In Europe, SABIC, alongside other producers, has looked at its operational profile and made some changes.
It is restructuring with the loss of more than 1,000 jobs and has decided to close some assets in the Netherlands.
“We are taking a very close look and evaluating every plant by plant, evaluating our supply chain, our procurement, benchmarking, our cost with the rest of the field, and there are some efficiency programmes that are under implementation … hopefully we see the results at the end of 2014,” Al-Mady said.
“The European petrochemical industry is challenged by factors within and outside. Within is the ageing population, regulations and decreased innovation and science output compared with China and the US.
“From the outside, it’s the shale gas threat that is coming sometime around 2016, where the US export is going to start hitting Europe, especially in the polymers market, as well as methanol and fertilizers,” he added.
The European petrochemical industry faces some stiff challenges with feedstocks and energy the most significant.

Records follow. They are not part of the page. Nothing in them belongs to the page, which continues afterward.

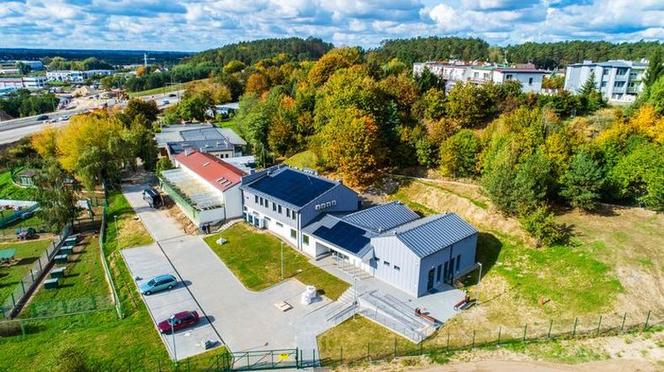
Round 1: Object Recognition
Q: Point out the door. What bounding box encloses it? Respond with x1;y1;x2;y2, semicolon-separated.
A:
427;268;436;291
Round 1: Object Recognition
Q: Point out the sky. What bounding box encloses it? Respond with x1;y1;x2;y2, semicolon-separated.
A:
0;0;664;51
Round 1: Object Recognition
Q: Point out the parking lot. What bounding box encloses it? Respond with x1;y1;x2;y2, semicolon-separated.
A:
122;244;220;360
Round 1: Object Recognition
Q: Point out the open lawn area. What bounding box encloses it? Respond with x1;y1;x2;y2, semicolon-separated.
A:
21;236;113;318
205;223;350;300
0;193;225;371
0;170;34;200
0;239;51;302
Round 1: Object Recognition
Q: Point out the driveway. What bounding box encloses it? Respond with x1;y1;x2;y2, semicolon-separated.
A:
123;185;333;358
121;244;219;360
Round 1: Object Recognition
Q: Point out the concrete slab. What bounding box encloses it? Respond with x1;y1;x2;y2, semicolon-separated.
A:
122;244;219;360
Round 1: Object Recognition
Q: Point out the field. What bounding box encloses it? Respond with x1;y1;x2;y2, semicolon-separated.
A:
0;193;224;371
0;239;51;302
205;223;349;300
319;177;664;361
0;170;34;200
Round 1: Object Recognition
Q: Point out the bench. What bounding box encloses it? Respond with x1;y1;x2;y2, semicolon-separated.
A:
44;278;60;289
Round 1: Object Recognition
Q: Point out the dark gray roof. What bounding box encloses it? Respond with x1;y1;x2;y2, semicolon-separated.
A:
302;214;377;257
242;167;339;208
381;213;477;257
343;201;420;233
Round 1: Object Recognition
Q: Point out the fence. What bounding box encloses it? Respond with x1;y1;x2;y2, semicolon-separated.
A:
0;227;70;319
321;312;664;367
99;187;124;319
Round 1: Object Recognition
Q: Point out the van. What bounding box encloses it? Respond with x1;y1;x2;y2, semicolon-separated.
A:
143;187;164;208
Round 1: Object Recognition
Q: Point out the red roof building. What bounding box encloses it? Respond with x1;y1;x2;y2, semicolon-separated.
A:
175;151;246;191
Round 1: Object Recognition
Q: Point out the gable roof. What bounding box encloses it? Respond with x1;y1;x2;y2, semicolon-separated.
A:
342;201;420;233
380;213;477;257
242;167;339;207
175;151;246;191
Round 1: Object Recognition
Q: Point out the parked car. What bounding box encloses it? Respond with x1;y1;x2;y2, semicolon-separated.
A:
143;187;164;208
138;274;178;296
157;310;201;335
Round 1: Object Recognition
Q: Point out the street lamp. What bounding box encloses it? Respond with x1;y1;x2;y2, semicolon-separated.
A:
477;262;482;302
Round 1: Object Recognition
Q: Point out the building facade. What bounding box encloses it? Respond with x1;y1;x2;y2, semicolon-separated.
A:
565;60;648;103
413;61;548;93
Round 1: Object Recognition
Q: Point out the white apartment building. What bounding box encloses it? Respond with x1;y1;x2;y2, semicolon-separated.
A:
0;76;46;90
565;60;648;103
413;62;547;93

But Al-Mady touched on other issues as diverse as regulation and education that are eroding Europe’s position in the sector.
“Statistics pertaining to patents and higher level engineering & science graduate rates show that the strong foundation and dominance in Europe for scientific knowledge is eroding compared to [the] US and China,” he said.
The regulatory constraints on shale gas drilling could make European industry weaker, he suggested.